Is the Airline Industry a Model for the Future of Retail?

Ten years from now, how different will the retail experience be? Fast Company takes a look at “the recent history of how we purchase and consume air travel” as a potential model for the future. While customers used to be able to buy all-in-one sort of deals, the airline industry is now “pressured by skyrocketing fuel prices and roiling global competition,” leading to added fees and decreased services.

In addition to those challenges, the airline industry has also been through a world of change regarding the digital age and how we purchase travel. “Over nearly three decades, airlines became exceptionally capable of monitoring, managing, and matching the prices of their competitors — and it happens lightning fast, hundreds of millions of times per day,” writes Fast Company.

“There is no marketplace more fast-paced or technically advanced than that for air travel: mobile boarding passes, loyalty points for using the ‘right’ credit card, added costs for in-flight food or checked luggage, and ticket prices that change by the second or faster.”

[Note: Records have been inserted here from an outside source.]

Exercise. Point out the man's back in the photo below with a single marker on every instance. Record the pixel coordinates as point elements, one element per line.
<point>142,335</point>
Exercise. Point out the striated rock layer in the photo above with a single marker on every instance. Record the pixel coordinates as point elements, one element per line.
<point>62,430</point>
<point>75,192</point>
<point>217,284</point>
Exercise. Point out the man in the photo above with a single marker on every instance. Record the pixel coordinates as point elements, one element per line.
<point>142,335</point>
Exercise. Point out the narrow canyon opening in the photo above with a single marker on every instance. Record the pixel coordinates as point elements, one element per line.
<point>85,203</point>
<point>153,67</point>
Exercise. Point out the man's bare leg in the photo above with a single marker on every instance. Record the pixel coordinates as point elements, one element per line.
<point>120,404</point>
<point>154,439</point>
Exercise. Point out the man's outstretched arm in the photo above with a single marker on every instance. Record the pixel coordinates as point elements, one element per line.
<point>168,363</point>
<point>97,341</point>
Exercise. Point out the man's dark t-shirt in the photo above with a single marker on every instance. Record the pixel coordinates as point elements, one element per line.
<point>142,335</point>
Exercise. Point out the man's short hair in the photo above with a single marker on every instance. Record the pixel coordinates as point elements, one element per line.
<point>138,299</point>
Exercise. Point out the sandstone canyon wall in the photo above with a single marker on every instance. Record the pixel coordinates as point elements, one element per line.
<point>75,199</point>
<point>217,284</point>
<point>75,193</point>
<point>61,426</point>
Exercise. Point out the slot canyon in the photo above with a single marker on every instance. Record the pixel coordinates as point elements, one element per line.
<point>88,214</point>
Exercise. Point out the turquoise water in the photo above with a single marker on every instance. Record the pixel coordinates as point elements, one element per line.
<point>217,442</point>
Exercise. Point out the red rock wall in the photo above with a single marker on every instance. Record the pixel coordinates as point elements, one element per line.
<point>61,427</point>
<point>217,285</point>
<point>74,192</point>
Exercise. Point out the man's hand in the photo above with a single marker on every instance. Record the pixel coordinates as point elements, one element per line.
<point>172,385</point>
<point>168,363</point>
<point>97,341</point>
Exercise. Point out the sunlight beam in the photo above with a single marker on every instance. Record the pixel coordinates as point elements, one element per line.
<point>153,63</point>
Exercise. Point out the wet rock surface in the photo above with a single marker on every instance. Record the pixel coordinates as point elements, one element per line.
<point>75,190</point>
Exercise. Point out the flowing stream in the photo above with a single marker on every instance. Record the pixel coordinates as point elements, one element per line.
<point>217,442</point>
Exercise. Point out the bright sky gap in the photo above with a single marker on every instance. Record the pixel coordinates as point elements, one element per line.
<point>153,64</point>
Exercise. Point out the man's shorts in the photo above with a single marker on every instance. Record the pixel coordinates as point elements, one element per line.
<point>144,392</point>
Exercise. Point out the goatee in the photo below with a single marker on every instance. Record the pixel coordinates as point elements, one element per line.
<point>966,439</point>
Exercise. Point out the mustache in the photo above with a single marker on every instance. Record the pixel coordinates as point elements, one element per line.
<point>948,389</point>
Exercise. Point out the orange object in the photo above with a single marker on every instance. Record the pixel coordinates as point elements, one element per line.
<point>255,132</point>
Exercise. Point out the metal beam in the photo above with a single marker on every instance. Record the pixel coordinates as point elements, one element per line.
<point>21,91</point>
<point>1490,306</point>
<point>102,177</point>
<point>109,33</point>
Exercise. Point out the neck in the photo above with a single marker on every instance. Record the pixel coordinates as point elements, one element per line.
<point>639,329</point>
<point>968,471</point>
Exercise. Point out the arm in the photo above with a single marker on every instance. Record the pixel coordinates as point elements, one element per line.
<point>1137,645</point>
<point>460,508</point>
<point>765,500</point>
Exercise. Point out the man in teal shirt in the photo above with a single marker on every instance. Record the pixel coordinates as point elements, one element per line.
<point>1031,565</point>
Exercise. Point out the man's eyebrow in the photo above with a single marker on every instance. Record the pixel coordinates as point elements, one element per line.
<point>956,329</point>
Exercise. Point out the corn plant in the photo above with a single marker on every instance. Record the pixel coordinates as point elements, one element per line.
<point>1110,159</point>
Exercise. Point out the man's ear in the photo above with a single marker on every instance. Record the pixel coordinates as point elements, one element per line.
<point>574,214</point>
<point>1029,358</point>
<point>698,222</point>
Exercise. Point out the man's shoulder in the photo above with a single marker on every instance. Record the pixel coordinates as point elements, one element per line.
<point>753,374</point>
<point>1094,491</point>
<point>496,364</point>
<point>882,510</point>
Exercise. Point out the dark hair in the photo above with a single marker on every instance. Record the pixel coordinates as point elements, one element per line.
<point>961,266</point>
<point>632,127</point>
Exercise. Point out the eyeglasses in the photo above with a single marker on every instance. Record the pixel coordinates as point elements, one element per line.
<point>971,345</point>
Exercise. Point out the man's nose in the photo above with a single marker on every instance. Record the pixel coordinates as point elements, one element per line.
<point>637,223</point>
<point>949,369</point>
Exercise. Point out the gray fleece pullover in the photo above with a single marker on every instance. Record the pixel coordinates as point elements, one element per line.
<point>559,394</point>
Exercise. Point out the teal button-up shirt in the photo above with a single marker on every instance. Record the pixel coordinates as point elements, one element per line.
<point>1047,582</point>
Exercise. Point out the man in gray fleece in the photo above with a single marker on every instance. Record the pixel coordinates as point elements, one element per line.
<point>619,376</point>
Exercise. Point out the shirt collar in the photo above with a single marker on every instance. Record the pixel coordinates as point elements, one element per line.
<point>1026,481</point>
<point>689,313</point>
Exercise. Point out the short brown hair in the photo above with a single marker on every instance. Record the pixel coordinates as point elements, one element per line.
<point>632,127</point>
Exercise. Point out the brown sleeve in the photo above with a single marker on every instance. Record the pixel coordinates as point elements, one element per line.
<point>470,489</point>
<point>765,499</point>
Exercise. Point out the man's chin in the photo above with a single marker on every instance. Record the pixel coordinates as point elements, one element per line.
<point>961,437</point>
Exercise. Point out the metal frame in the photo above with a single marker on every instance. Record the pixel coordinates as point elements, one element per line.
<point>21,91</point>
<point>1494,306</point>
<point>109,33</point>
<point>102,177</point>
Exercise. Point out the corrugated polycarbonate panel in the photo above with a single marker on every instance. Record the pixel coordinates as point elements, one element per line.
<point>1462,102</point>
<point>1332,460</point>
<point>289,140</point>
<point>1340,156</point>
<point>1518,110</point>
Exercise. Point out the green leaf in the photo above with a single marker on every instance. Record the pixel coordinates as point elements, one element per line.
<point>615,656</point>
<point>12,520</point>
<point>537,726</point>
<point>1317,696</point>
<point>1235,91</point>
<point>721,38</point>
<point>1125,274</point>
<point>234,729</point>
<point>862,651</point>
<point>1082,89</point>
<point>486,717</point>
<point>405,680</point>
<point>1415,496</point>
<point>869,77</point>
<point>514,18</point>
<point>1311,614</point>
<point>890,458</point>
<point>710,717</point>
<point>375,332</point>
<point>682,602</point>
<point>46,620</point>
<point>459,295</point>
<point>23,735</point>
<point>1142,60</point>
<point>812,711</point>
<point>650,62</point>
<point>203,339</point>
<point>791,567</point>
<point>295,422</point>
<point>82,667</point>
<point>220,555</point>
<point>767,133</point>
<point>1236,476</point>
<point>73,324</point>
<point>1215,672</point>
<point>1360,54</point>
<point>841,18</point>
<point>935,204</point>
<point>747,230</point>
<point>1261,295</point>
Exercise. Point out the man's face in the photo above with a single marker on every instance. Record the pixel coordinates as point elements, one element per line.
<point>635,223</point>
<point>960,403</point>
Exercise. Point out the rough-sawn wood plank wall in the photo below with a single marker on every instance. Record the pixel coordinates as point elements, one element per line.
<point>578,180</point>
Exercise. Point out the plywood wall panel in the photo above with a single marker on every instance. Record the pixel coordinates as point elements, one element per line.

Traditional brick-and-mortar stores are slower to make such adjustments. They need to speed things up, according to the article. “Merchants need to quickly learn the lessons that airlines have over the last 30 years: Deal with a shopper’s lust for price-parity, and compete on a new level based on providing the features that customers value and are unique to brick-and-mortar retailers.”

Retailers are already aware that customers often come in to try on products in person, only to leave and purchase it cheaper online. And many don’t come in at all, anymore. “This is the problem that must be solved,” notes the article.

If airlines are the model, then retailers need to consider how they’ve “taken a commodity (a seat on a plane) and caused us to change our view about what we’re buying and how we’re buying it.” It’s not about buying a package of services at the most affordable price, rather than just about buying one single product.